L'allarme era stato lanciato ieri su Twitter sempre da Alarm Phone. L’imbarcazione si trovava nella zona Sar di Malta, con a bordo 97 persone in fuga dalla Libia: “Nella notte siamo stati contattati da una barca in pericolo nella SAR di Malta con 97 persone a bordo scappate dalla Libia. Abbiamo informato le autorità maltesi ma non abbiamo ricevuto conferma di operazioni di soccorso. Abbiamo perso contatto ore fa, speriamo che stiano bene”, aveva scritto Alarm Phone su Twitter.

Ieri sera la stessa Alarm Phone aveva lanciato un altro allarme, riguardante una barca con a bordo 90 persone: la cosiddetta Guardia costiera libica aveva riferito di aver trovato i migranti in difficoltà, dopo la segnalazione della stessa organizzazione. Che su Twitter scrive però preoccupata: “Siamo sollevati che non siano annegate, ma temiamo per la loro sicurezza”.

Ocean Viking soccorre 84 persone

Intanto nel Mediterraneo un’imbarcazione con a bordo 84 migranti è stata soccorsa da Ocean Viking, delle Ong Sos Mediterranee e Medici senza frontiere.
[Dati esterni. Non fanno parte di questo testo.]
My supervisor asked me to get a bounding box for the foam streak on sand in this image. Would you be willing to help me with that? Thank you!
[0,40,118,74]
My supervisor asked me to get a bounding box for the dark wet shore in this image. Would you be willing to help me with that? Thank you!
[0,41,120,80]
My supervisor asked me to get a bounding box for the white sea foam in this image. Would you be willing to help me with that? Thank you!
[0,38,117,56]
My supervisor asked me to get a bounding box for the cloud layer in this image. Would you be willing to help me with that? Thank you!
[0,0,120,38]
La nave è intervenuta per salvare 84 persone che si trovavano in difficoltà su di una barca di legno “pericolosamente sovraffollata, a 71 nm dalle coste libiche”. Medici senza frontiere va sapere su Twitter: “Fortunatamente le condizioni meteorologiche erano calme, nessuno dei sopravvissuti a bordo della nave insicura indossava giubbotti di salvataggio”.
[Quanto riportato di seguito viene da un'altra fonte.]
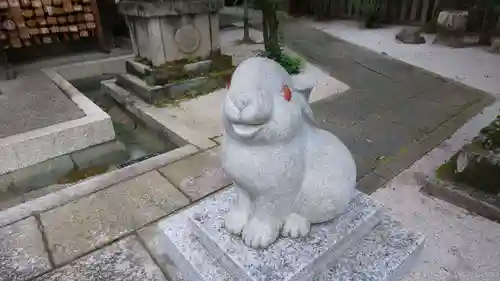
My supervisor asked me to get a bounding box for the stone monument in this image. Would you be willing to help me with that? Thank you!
[116,0,233,103]
[433,10,469,48]
[149,58,425,281]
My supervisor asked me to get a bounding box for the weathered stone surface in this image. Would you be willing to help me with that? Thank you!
[119,3,223,66]
[119,0,224,17]
[0,74,85,139]
[71,141,129,169]
[437,10,469,32]
[396,28,425,44]
[116,73,165,102]
[143,208,234,281]
[150,186,424,281]
[41,171,189,264]
[221,57,356,248]
[159,148,231,200]
[190,188,379,281]
[489,38,500,53]
[0,217,52,281]
[116,73,211,103]
[313,216,425,281]
[35,237,167,281]
[0,155,74,194]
Sbarco autonomo a Lampedusa: arrivano 10 migranti

A Lampedusa continuano intanto gli sbarchi autonomi. Dieci tunisini sono stati rintracciati dalla Guardia di finanza sul molo Favarolo. La loro imbarcazione è stata ritrovata vicino alla spiaggia dell’isola. I dieci uomini sono stati portati nell’hotspot, dove ora si trovano 121 persone, cifra che supera la capienza massima. Oggi alcuni di loro dovrebbero essere trasferiti in traghetto a Porto Empedocle. Ieri era avvenuto un altro sbarco autonomo: a Lampedusa erano approdati in 16, tra cui anche due donne incinte e sei minori.